It’s been a grim month for the cloud, Amazon EC2 crashed-and-burned in mid-April and late the month-of-Spring-flowers the PlayStation Network lost its buttered toast. While all of these companies are still scratching their heads, leaving numerous customers and websites in the dark, we wonder how this will reflect on trust in the cloud and on the Internet. Amazon’s EC2 debacle created a crash-sense (which had been handled better by Google when it happened to them) and the PSN failures include a credit-card theft of notable proportions.
PlayStation Network news brings us some weird insights into the thinking of Sony
- Data Loss from PlayStation Network (PSN) Extended to Sony Online Entertainment (SOE)—after a hacker breach of PSN, Sony temporarily took the entire set of services offline and on the eve of their apology and eventual restoration the gaming megacorporation discovered that SOE had also suffered losses to the tune of 12,700 non-U.S. customer credit cards and 10,700 debit records.
- Sony Still Under Investigation over PlayStation Network Breach—in a letter to Congress, Sony alleges that the hactivist non-organization of Anonymous must be implicated in the breaches against them due to a file left behind on their servers named “Anonymous” containing the text “We are legion.”
- What network technology does PlayStation Network run atop?—perhaps you could give us a hint?
Google and Apple and Location Tracking fears
- Memo Reveals How Important WiFi Location Services are for Google Android—a leaked memo from 2010 reveals that Google Android uses WiFi and GPS together not to track the location of consumers but to better pinpoint smartphone locations in order to provide phone services.
- Android WiFi Takes Blows in Tracking Class-Action Lawsuit and Tether-Wars—this comes on the heels of a lawsuit that spawned against Apple over the furtive iOS location tracking; the lawsuit has few angles, probably because users much opt-in to tracking.
- Google’s Location Services Trigger Raid on South Korean Offices—according to Google South Korea this is “business as usual.”
- Apple Addresses Location Tracking with iOS 4.3.3 Software Update—the patch reduces the size of the location cache (reports say it stored a year’s worth of tracking originally), the unencrypted location database is no longer synced to computers via iTunes, and causes the cache to be removed and tracking stops when Location Services is turned off.
Finally there’s a little bit about Twitter being a powerful tool for spreading the news, but it’s more or less like a vast grapevine with all of the pitfalls that come with that.
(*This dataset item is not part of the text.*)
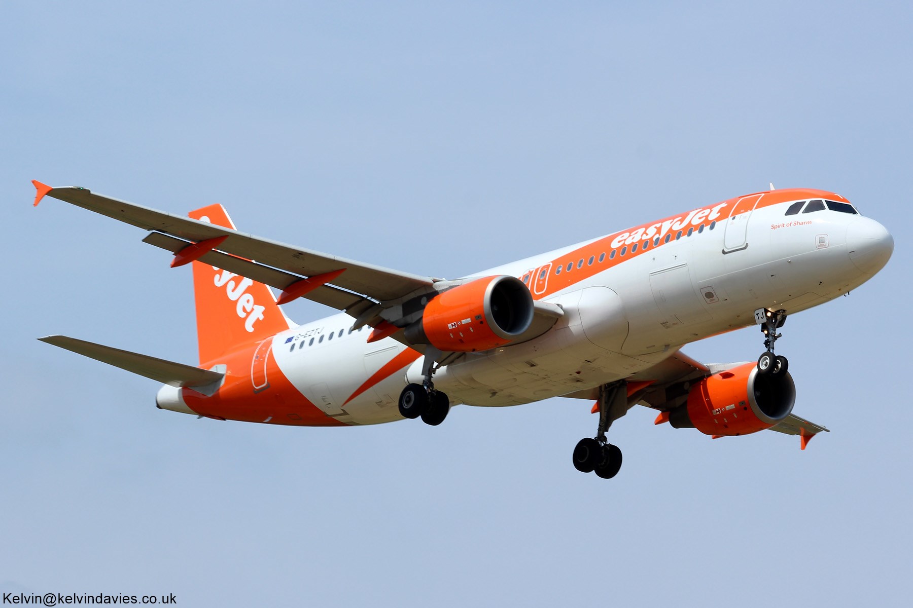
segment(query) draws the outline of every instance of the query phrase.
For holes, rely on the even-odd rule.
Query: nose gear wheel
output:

As a result I posit that Twitter Doesn’t Compete with Broadcast Media, It Amplifies.
And, Nokia seems to be biding their time before they come to the market with a tablet. A lot of speculation is running rampant on what might end up on that tablet when it does appear. With Nokia Waiting for the Right Time to Enter Tablet Marketplace we hear from Stephen Elop that he wants any Nokia product to stand out in a wash of too-similar products as the iPad dominates the market.
Free-to-Play MMORPGs
Free MMORPGs have gotten a few new First Impressions to play around with,
- Realms Online First Impressions—a full-world PvP fiesta with three realms in conflict, a capture-the-flag concept that forces people to charge all the way across continents, and a golden dragon-god that grants wishes. What could go wrong?
- Prius Online First Impressions—sporting an interesting gameplay concept but otherwise mediocre graphics, the player not only gets their own character, but their own little-girl “pet” who casts support spells, and a transform that is a giant monstrosity.